HIdden Creeks, duos with Hugh Livingston
Hugh Livingston in duo performance along creekways of Oakland with assorted musicians.
My work as a cellist and composer is at the intersection of East and West, of tradition and innovation, of the human and the natural, of artisanal and technological. I play the cello either in unusual ways, or unusual places. My project over the last year, creating musical interventions along the hidden creeks and streams of Oakland, is one such project. It explores the presence of nature in the urban environment, the contrast between the overgrown creek banks and the concrete culverts that funnel the water and keep it from interfering with human life. By bringing instruments made of wood, handcrafted by humans, and representing sometimes very old traditions, we can give them a new voice that connects with the sounds of flowing water, of soundscapes of birds, of wind funneled through the channels in the geographical context of city life. Water itself is a perfect metaphor for the streams of music which we bring together.

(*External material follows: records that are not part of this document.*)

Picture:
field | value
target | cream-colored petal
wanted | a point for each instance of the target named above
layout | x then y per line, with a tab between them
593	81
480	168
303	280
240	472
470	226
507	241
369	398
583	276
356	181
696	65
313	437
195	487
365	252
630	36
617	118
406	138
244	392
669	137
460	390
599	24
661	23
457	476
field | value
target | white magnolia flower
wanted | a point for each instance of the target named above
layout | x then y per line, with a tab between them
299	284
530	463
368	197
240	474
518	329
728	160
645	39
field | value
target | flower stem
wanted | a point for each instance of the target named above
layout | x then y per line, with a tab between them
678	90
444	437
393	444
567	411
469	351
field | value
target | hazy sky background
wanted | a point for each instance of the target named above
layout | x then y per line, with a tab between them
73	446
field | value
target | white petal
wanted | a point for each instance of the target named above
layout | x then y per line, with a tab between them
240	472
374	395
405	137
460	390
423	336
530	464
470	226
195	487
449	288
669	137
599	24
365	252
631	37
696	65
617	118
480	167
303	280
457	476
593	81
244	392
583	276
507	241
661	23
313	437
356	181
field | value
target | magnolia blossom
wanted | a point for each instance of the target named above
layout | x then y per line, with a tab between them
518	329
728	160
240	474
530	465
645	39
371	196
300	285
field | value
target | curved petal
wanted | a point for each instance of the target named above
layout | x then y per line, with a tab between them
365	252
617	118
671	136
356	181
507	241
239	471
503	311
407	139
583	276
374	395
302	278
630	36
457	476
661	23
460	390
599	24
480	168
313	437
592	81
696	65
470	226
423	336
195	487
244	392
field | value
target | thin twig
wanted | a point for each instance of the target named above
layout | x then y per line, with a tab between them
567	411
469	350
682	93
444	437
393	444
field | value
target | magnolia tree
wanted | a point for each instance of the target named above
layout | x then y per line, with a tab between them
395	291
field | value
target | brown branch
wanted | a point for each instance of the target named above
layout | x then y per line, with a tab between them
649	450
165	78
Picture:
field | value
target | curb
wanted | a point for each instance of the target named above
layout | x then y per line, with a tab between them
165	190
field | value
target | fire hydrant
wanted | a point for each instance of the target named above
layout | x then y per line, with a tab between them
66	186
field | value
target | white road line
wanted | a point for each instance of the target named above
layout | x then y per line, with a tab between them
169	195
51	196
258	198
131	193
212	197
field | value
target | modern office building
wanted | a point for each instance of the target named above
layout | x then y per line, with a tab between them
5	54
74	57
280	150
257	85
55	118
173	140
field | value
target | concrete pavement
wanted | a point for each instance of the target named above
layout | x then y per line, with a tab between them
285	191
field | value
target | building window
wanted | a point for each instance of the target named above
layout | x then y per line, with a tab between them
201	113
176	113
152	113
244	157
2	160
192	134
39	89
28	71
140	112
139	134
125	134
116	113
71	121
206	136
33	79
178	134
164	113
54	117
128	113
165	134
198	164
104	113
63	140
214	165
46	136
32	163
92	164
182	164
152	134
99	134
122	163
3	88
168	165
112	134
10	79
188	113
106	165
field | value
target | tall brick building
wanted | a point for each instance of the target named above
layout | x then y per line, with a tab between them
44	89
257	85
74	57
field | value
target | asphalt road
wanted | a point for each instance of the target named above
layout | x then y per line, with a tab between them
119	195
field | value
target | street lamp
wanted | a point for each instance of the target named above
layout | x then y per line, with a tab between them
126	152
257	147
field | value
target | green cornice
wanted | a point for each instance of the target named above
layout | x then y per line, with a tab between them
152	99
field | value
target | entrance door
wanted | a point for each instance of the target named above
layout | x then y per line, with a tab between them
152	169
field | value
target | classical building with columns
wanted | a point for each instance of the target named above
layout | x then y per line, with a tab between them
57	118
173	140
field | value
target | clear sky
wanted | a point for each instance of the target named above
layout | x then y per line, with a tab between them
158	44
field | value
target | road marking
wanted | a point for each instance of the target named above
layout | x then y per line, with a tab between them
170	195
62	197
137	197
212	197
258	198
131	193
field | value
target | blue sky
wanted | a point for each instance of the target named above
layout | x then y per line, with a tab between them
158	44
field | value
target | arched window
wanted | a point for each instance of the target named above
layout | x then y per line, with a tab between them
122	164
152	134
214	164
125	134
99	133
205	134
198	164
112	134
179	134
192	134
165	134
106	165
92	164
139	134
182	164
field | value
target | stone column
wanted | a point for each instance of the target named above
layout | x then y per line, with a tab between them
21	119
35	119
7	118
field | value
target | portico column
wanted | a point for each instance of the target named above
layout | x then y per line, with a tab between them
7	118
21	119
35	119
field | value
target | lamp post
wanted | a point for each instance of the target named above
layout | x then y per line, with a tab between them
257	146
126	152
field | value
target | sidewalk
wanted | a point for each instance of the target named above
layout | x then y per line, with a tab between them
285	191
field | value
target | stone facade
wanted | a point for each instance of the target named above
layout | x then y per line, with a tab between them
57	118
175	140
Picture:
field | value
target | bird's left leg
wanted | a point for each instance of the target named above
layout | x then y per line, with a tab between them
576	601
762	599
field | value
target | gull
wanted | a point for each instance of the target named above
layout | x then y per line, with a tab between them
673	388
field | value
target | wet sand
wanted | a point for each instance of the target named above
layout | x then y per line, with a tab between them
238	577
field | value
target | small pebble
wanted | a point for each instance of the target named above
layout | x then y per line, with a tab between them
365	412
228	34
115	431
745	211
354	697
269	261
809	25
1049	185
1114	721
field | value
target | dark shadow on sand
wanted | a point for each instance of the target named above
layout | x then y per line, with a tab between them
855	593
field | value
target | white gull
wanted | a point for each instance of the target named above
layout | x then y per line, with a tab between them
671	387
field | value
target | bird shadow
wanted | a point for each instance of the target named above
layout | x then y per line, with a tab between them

I invite musicians to collaborate on a response to the stimuli of nature, which tends to invisibly surround us in the city, and make something very new and illuminating in the process. I was pleased to discover the videographer Darren Hawk, who specializes in documenting 'plein-air' music, to assist in this project. The two most recent musicians were Damon Smith, contrabass, and Ma Jie, Chinese pipa. Leaving the concert hall and the centuries-old traditions of our instruments behind, the act of situating a performance in nature creates a deliberate intersection, one which takes a single trajectory from the past, and creates further possibility for the future. At the same time, sonic ideas from Chinese tradition are borrowed by Western musicians, the kind of intersection that a diverse community like the East Bay provides.